Hello, Linus and Maria!
Insertion of unadorned and uncommented memory barriers does rouse more than a bit of suspicion, to be sure. ;-)
Could you please outline what ordering this smp_mb() is intended to provide? Yes, my guess is that the p->state change is to be seen as happening after the prior memory accesses, but:
1. What is the other side of the interaction doing? My guess is that something is reading p->state and the referencing the same memory referenced prior to the pair of smp_mb() calls above. For example, are the other relevant memory references referenced by the pointer "p"?
For example, what happens if two of the above updates happen in quick succession during the execution of a single instance of the other side of the interaction?

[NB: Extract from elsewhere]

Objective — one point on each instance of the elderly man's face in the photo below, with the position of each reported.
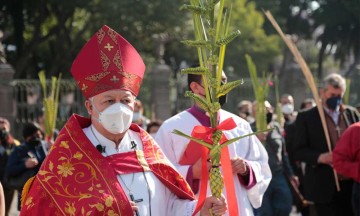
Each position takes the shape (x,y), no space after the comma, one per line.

2. Why smp_mb() rather than using smp_store_release() to update p->state?
3. More generally, why unmarked accesses to p->state? Are the other relevant accesses also unmarked?
Please see these LWN articles for more on the potential dangers of unmarked accesses to shared variables:
Who's afraid of a big bad optimizing compiler? https://lwn.net/Articles/793253/
Calibrating your fear of big bad optimizing compilers https://lwn.net/Articles/799218/
4. There are some tools that can help with this sort of ordering code, for example:
Concurrency bugs should fear the big bad data-race detector (part 1) https://lwn.net/Articles/816850/ Concurrency bugs should fear the big bad data-race detector (part 2) https://lwn.net/Articles/816854/
For this tool (KCSAN) to find a problem, your testing must come close to making it happen.
A design-level full-state-space tool may be found in tools/memotry-model. This tool, as you might expect, is restricted to very short code fragments, but does fully handle concurrency. It might take some work to squeeze what you have into the confines of this tool.
Again, to evaluate this change, I need to understand what it is trying to accomplish.
Thanx, Paul